7 Summer Energy-savings Tips
As we move into summer, use these tips from the EPA to save energy and stay cool.
May 27, 2011
Courtesy Brand X Pictures/Thinkstock
Use a ceiling fan to keep cool and cut down on energy costs. While you're at it, switch out the incandescent light bulbs for extra energy savings.
As Memorial Day weekend approaches, it feels like summer is just around the corner. Once temperatures rise, the average home spends almost 20 percent of its utility bill on cooling, according to the U.S. Environmental Protection Agency. Increased energy production to run cooling systems not only raises costs, it also contributes to pollution that adversely affects the quality of the air we breathe.
Soon, you’ll be looking to beat the heat, so use these seven tips from the EPA’s Energy Star program to help you cut cooling costs, protect your health and save energy.
1. Change to more efficient light bulbs.
Change out incandescent light bulbs with more energy-efficient lighting choices. Energy Star qualified lighting not only uses less energy but produces approximately 75 percent less heat than incandescent lighting, so cooling bills will be reduced, too.
2. Find the best thermostat settings.
If you have a programmable thermostat, program it to work around your family’s summer schedule—set it a few degrees higher (such as 78 degrees) when no one is home, so your cooling system isn’t cooling an empty house.
3. Use ceiling fans optimally.
Run your ceiling fan to create a cool breeze. If you raise your thermostat by only 2 degrees and use your ceiling fan, you can lower cooling costs by up to 14 percent.
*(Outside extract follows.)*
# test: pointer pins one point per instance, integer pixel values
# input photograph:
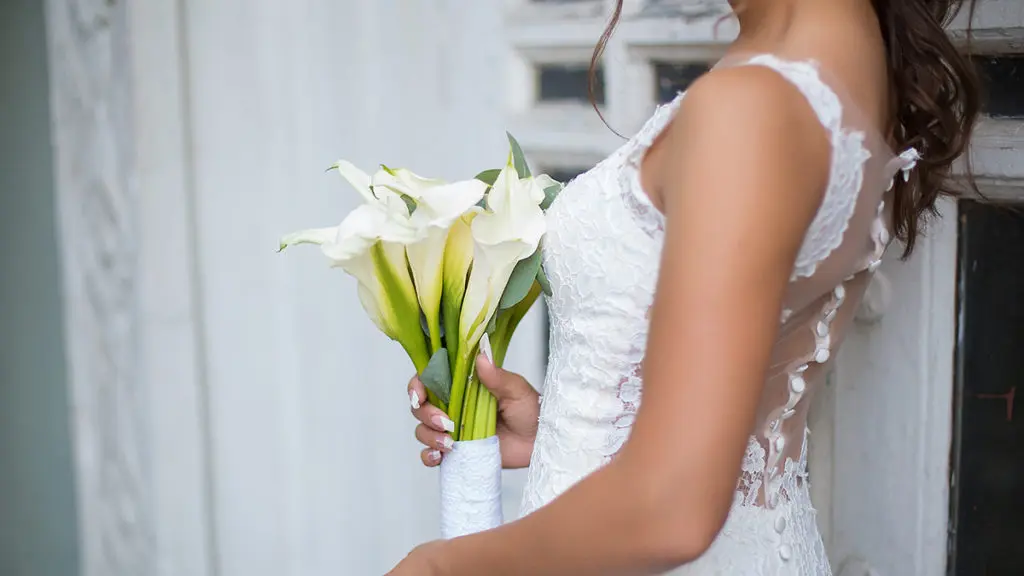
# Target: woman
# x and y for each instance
(718, 258)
Remember, ceiling fans cool you, not the room, so save energy by turning off the fan when you leave the room.
4. Maximize shade.
Pull the curtains and shades closed before you leave your home to keep the sun’s rays from overheating the interior of your home. If you can, move container trees and potted plants in front of sun-exposed windows to serve as shade.
5. Reduce oven time.
Cook with a microwave, toaster oven or grill instead of an oven when you can. Ovens take longer to cook food and can make your house warmer, often requiring your AC system to kick in to keep your house at a comfortable temperature.
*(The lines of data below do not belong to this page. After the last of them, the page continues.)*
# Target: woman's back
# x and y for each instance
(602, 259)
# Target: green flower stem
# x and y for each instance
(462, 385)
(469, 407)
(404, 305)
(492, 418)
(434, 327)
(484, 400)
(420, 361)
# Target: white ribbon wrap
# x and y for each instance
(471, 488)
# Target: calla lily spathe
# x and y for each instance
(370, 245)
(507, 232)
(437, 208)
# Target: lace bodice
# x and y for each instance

6. Check air-conditioner filters.
Check your cooling system’s air filter every month. If the filter looks dirty, change it. A good rule is to change the filter at least every three months. A dirty filter will slow air flow and make the system work harder to keep you cool—wasting energy. Also, remember to have your system serviced annually to ensure it’s running at optimum efficiency for money and energy savings.
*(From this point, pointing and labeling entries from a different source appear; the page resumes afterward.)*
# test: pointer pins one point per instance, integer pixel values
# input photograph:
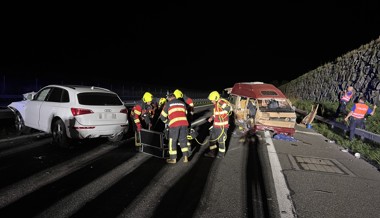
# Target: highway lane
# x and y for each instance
(102, 179)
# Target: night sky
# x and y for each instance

7. Plug duct-system leaks.
As much as 20 percent of the air moving through your home’s duct system is lost due to leaks and poor connections. Seal duct work using mastic sealant or metal tape, and insulate all the ducts you can access, such as those in attics, crawlspaces, unfinished basements and garages. Also, make sure connections at vents and registers are well-sealed where they meet floors, walls and ceilings. These are common locations to find leaks and disconnected ductwork.